Londra’nın en köklü sanat kurumlarından National Gallery, 1824’teki kuruluşundan bu yana en büyük dönüşümüne hazırlanıyor. 13. yüzyıldan kalma başyapıtlara ev sahipliği yapan bu müze, “Project Domani” adını verdiği yeni kanat projesi için eşi benzeri görülmemiş bir fon topladı. Michael Moritz’in aile vakfı ve Julia Rausing’in vakfı gibi bağışçılardan gelen toplam 375 milyon sterlin (yaklaşık 500 milyon dolar) ile müze, adeta modern çağa yeni bir başlangıç yapıyor. Bu bağışlar, tek seferde bir müzeye yapılan en büyük bağışlar arasında yer alıyor.
Bu devasa dönüşümün arkasında büyük bir soru işareti yatıyor: National Gallery, bugüne dek 1900 öncesi sanat eserlerini toplama geleneğini sürdürürken, şimdi bu kuralı değiştirecek mi? Yeni kanadın, “modern zamanlarda edinilen eserleri” bünyesine katacağı belirtiliyor. Müzenin halihazırda 1900 sonrası 25 esere, hatta bir Picasso tablosuna sahip olması, bu yönde atılacak adımların sinyallerini veriyor.
Yeni kanat, müze yönetimine göre modern eserleri ana koleksiyondan ayırmayacak, aksine Batı sanat geleneğinin içine entegre edecek. Bu durum, gözlerimizi Londra’nın diğer sanat devi olan Tate‘e çeviriyor. Uzun yıllardır 1900 sonrası sanata odaklanan Tate ile National Gallery arasında bir rekabetin mi başlayacağı, yoksa her iki kurumun da bahsettiği gibi “yakın işbirliğinin” mi gelişeceği merak konusu. İki kurumun yetkilileri, eser ödünç verme ve sergileme konularını görüşmek üzere bir araya gelmeye başladı bile.
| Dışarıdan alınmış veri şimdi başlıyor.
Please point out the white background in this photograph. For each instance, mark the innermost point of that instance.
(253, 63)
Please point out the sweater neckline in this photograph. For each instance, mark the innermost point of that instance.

“Project Domani” kapsamında uluslararası bir mimari yarışma düzenlenecek ve yeni kanadın 2030’ların başında açılması planlanıyor. Bu, sadece bir müzenin genişlemesi değil; aynı zamanda sanatın tarihsel tanımının ve geleceğinin yeniden tartışılacağı, heyecan verici bir sürecin başlangıcı.